Extrañado por mi alegre desconcierto, confesé mi ignorancia sobre tal presencia. Pero me hacía ilusión la visita. Hube de explicarle mi intento de conocer Yugoslavia en 1966. Y la expulsión, casi violenta –pecadillos de juventud—, de aquel país aglomerado sin haber puesto prácticamente pie en él. Pero esa es otra historia. Conservo, eso sí, un palito de polo de la época en que escribí, mientras esperé, durante todo el día, a los americanos que me acompañaban y que me conducirían a Austria: «Recuerdo de mi ‘amigo’ Tito. Agosto de 1966». Tenía un pasaporte, como todos los españoles, que agrupaba demasiados países bajo aquel «Excepto» timorato e inútil. Cosas de los dueños de vidas, haciendas, sentires, pesares y tiempos ajenos.

Me recordó aquella visita muchos episodios. Muchos. El paraje, que incluye un curioso museo del traje yugoslavo y adláteres es hermoso. Hermoso y solitario. Como solitaria está la tumba –a pesar de tantas vitrinas como recuerdan los momentos de esplendor— en que reposan los restos del dictador (Josip Broz TITO, 1892-1980). Esbocé solo una sonrisa –aún no sé si de compasión o ironía, que el recuerdo es débil y, a veces, nostálgico— al amparo de uno de los silencios más extraños que jamás haya sentido. Los silencios, cuando son referentes de la historia, tamizados, eso sí, bajo la mirada limitada de lo personal, son, a la larga, un activo que se instala en la propia mirada de la vida. Allí había una prueba fidedigna de la historia.

Tenía el día cumplido, aunque no me abandonó esta sensación durante varias jornadas. Y se enriqueció, o se completó, que nunca se sabe, con otra visita que redondeaba la mañana. El templo de San Sava se erigió en honor de este santo cuyo espíritu ha permanecido durante ocho siglos entre los serbios, pues Sveti Sava (1169-1236) trabajó por el bien de todos. En este lugar, el más alto de Belgrado –la meseta de Vracar, a 134 m de altitud—, el otomano Sinan Pachá quemó los restos del célebre santo serbio en 1594. La necesidad de señalar el sitio de aquel brutal acontecimiento originó la iglesia en su honor. El actual templo conmemorativo y su entorno es de una plasticidad estética, tanto exterior como interior –con tantos símbolos y alusiones que nos sorprenden— realmente deliciosa. Sobrecogedora quizás. Inusual, desde luego, para quienes habitamos otras geografías y otras creencias. El discurso narrativo de los monumentos de la ciudad tiene claves distintas.

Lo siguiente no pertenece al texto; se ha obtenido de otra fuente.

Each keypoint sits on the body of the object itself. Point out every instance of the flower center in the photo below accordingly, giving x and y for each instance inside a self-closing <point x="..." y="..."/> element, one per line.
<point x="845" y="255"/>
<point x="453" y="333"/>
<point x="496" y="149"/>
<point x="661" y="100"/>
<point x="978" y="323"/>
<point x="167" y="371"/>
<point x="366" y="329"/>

Coincidió en aquel momento el inicio de una ceremonia religiosa que, por obras, no se celebraba en el lugar principal del templo, sino en otro de mayor cercanía y recogimiento. Era día festivo, aunque solo por razones religiosas. Preside la ceremonia el Patriarca de la Iglesia Ortodoxa Serbia, acompañado por un nutrido grupo de religiosos –de singular consideración por rostros y gestos— y un público escaso, femenino sobre todo. La música, nacida de las voces templadas de un coro joven, delicada, añade belleza y sentimiento a aquella escena de culto simple y primitivo. El Patriarca –nariz aguileña y sonrisa tenaz— recrea un espacio enfatizando el rito. Confieso que lo seguí, entre entusiasmado y absorto, a pesar de esa lengua endiablada e incomprensible, paso a paso, participando no sé con precisión cómo –atrevimiento de madurez—, porque lo sagrado, en cualquiera de sus dimensiones, es siempre un gozo que singulariza no pocos sentimientos.

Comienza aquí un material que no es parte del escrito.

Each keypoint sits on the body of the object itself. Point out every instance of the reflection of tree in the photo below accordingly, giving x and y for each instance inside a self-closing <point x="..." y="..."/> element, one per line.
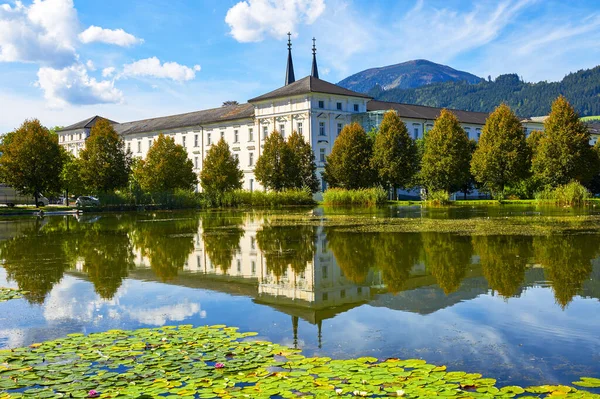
<point x="286" y="246"/>
<point x="395" y="255"/>
<point x="107" y="258"/>
<point x="36" y="260"/>
<point x="567" y="262"/>
<point x="221" y="233"/>
<point x="167" y="245"/>
<point x="354" y="253"/>
<point x="503" y="259"/>
<point x="447" y="257"/>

Cuando llegué a la calle Knesa Miloša Takokovska para cumplir con uno de los compromisos que me habían llevado a Belgrado, la tarde era fría, intensamente fría pero serena. Como el espíritu, que es una de las sensaciones del misterio de las ciudades que te conquistan. O te atrapan. Belgrado tiene esa virtud. Estoy convencido.